According to some, our major news networks are spewing out fake news. The allusion has left me somewhat bewildered. If that is fake news, what is that on twitter and facebook then. If you thought the 2016 election was awash in disinformation and lies, a disinformation tsunami is coming. Already the candidates are pictured totally not fit for office. Videos are edited to make them look like they are drunk and their statements are taken out of context so they are saying something they didn’t say. Much more fakery is coming. The Russians are likely to flood social media with more disinformation in 2020. We may also see “deepfakes” — realistic computer-generated videos depicting candidates saying or doing things they’ve never said or done. Let the viewer beware.

Duane Vander Veen


Didn’t know

Boy! I wish I hadn’t read this week’s letters to the editor; a writer from Portola really broke my bubble.

Here I am, an 83-year-old baptized Christian Korean War vet from a family who served in WWII and in the Civil War and we were all Socialists. We never knew we had to be greedy capitalists in order to be real American Christians.
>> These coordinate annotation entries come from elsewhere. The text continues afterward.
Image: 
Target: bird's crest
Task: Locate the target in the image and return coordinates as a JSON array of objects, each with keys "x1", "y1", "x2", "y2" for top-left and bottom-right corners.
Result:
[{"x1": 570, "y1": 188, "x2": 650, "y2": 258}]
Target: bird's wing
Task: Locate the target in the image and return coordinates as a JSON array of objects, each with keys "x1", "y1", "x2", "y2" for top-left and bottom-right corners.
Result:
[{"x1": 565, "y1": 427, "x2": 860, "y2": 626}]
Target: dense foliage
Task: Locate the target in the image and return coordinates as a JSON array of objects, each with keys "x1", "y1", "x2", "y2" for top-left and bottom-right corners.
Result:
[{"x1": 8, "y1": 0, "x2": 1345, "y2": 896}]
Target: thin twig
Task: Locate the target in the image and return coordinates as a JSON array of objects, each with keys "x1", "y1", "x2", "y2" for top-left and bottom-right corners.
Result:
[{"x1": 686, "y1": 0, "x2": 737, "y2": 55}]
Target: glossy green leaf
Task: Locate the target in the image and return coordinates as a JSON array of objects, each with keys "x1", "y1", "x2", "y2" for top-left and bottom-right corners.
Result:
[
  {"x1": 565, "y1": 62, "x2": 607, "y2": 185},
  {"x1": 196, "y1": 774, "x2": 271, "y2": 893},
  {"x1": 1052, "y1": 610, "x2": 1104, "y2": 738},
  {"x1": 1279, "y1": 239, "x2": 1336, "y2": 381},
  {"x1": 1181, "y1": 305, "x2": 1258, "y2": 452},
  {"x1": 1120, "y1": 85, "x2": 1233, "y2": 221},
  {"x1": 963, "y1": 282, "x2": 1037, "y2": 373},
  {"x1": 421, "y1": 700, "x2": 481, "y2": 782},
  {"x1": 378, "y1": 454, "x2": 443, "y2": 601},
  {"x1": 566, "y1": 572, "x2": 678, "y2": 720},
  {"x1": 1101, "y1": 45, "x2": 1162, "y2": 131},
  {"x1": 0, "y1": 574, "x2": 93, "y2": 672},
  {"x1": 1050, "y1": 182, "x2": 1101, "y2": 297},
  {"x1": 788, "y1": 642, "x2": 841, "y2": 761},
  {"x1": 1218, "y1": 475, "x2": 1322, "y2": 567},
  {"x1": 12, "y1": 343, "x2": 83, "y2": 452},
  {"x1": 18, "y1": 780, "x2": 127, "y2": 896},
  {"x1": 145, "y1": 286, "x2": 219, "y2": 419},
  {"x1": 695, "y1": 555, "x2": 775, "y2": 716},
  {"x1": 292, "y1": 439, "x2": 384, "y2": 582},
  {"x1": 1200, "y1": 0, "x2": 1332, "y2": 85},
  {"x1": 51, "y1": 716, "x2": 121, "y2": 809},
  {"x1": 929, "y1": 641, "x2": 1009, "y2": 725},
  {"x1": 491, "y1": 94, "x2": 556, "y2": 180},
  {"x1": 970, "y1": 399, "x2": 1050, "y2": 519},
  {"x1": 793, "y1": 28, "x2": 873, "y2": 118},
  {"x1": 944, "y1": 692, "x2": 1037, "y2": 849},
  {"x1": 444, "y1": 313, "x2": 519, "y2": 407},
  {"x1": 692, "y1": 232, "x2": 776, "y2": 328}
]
I would ask the writer to read the four Gospels describing Jesus’s life, he sounds like a non-conformist Socialist to me, one might even use the term hippie today.

Frank Kortangian


“A World Turned Upside Down”*

America is not the only nation in which ignorance and insecurity are leading into mindless self-destruction. As in the days of the crusades, the world seems to have forsaken rational thought for the less demanding alternative of accepting ignorance, insecurity, fixed belief, emotion based decisions and ultimately, international chaos. Britain’s politically driven Prime Minister, Boris Johnson, has found a usable contrivance in ‘brexit,’ much as Joe McCarthy found one in ‘communism.’ Northern Ireland could well be the first major victim. President Bolsonaro, in Brazil, is deliberately destroying the rainforests of the Amazon. Australia’s P.M. has placed fossil fuel dollars ahead of healthy air, forest fires and climate warming. In Japan, the current regime is attempting to erase all evidence of the 1937 massacre of 250,000 civilians in Nanking. Millions of Muslims in India are being relentlessly persecuted by India’s fanatical Hindu regime. Russia is still sending false propaganda over the Internet and interfering in the electoral processes of America, England, France and other nations. Terrorist groups are spreading their fanatical murderous activities throughout the world.

So, Reagan had his Grenada. Bush and Cheney their deceitful and falsely proclaimed, but extremely lucrative, invasion of Iraq — an act that led to the deaths of over 100,000 innocent civilians, the rising of the ISIS and Al-Queda, and the devastation of one of the world’s greatest centers of ancient culture. Corrupt or incompetent leadership in Mexico, Pakistan, Libya, Nigeria, North Korea, Venezuela and many other nations seems to be endemic. Overpopulation, intentional ignorance, greed, religious intolerance, the Internet and insecurity are each playing a part in the disintegration of our semi-civilized world. If Trump escalates his baseless conflict with Iran, that might well be the final act of insanity.

*A popular song in England during WWI.